By default uses Snappy compression, please checkout https://github.com/pinterest/secor for more information.
docker run -e ZOOKEEPER_QUORUM=zookeeper.service.consul:2181 -e SECOR_S3_BUCKET=test-bucket sagent/secor
Can be configured using environment variables:
Variable Name | Configuration Option |
---|---|
DEBUG | Enable some debug logging (default false ) |
ZOOKEEPER_QUORUM | Zookeeper quorum (required) |
AWS_ACCESS_KEY | AWS Access key (required) |
AWS_SECRET_KEY | AWS Secret access key (required) |
SECOR_S3_BUCKET | Target S3 bucket (required) |
KAFKA_SEED_BROKER_HOST | Kafka broker hosts (not required?) |
SECOR_MAX_FILE_BYTES | Max bytes per file (default 200000000 ) |
SECOR_MAX_FILE_SECONDS | Max time per file (default 3600 ) |
SECOR_KAFKA_TOPIC_FILTER | Regexp filter which topics it should replicate (default .* ) |
SECOR_MESSAGE_PARSER | Which message parser to use (default OffsetMessageParser ) |
SECOR_TIMESTAMP_NAME | When using DateMessageParser what field to use in the JSON (default timestamp ) |
SECOR_TIMESTAMP_SEPARATOR | Separator for defining SECOR_TIMESTAMP_NAME in a nested structure (e.g.

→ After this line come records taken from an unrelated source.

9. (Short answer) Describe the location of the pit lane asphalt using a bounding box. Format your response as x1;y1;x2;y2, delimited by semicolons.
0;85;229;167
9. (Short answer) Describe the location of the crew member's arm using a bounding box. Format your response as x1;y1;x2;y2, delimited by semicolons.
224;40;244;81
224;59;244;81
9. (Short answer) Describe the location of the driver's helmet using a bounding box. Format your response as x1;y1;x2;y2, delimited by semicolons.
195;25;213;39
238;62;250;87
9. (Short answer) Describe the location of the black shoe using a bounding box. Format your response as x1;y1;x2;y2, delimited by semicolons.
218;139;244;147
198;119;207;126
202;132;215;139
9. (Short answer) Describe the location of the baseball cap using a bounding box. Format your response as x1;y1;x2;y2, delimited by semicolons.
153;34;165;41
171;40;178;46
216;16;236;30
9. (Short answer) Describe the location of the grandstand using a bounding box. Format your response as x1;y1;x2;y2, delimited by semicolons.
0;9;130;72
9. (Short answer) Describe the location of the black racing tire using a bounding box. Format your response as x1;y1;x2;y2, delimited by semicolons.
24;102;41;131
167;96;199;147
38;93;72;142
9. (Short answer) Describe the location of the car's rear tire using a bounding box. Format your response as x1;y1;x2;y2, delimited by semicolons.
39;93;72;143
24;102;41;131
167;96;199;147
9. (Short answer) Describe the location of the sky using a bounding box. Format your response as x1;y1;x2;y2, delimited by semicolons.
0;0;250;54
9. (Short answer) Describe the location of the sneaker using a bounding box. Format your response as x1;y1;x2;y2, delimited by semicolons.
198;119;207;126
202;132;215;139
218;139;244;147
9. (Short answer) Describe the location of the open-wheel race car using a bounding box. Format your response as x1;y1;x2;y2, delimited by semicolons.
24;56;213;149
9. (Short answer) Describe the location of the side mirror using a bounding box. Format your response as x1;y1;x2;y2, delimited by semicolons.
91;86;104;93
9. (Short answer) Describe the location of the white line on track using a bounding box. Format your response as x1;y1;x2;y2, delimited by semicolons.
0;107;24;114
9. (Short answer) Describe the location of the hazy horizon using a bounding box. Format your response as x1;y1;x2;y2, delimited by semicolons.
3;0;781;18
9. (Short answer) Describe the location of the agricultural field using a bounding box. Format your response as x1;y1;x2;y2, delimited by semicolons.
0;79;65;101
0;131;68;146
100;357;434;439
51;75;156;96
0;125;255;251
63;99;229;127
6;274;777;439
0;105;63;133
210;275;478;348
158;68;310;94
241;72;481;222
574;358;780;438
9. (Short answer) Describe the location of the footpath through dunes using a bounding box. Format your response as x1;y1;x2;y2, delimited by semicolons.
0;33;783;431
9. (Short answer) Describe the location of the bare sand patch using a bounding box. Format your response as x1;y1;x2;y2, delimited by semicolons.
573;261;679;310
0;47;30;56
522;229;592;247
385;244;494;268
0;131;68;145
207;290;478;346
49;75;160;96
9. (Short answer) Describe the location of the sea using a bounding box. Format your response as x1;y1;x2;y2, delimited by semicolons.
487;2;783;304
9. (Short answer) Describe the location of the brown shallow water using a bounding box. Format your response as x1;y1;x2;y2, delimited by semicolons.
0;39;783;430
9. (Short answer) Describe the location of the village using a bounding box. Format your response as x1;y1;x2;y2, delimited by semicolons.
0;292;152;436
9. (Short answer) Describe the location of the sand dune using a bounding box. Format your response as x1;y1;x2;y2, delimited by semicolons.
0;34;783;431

JSON) |
SECOR_TIMESTAMP_PATTERN | When using DateMessageParser what format the timestamp is (default timestamp ) |
SECOR_WRITER_FACTORY | What WriterFactory to use (default SequenceFileReaderWriterFactory ) |
SECOR_GROUP | Name that is used for S3 path and as Kafka consumer name. (default secor_backup ) |
Secor can create two consumer groups:
- Backup consumer group
- Partition consumer group
The Backup consumer group will persist all messages to S3 as they are received by Kafka.
The Partition consumer group persists messages according to a timestamp field (this can be specified with the SECOR_TIMESTAMP_NAME
environment variable). This consumer group makes it easier for S3 data to be ingested by tools such as Apache Hive or Presto.
Files get stored in S3 according to the following pattern for the backup consumer group:
s3://<bucket>/<backup consumer name>/<topic>/<offset>/<secor version>_<kafka_partition>_<first_message_offset>.seq
And stored like this for the partition consumer group:
s3://<bucket>/<partition consumer name>/<topic>/<date>/<secor version>_<kafka_partition>_<first_message_offset>.seq
The files get stored as Hadoop SequenceFiles and thus have to be decoded with a library that can handle these files.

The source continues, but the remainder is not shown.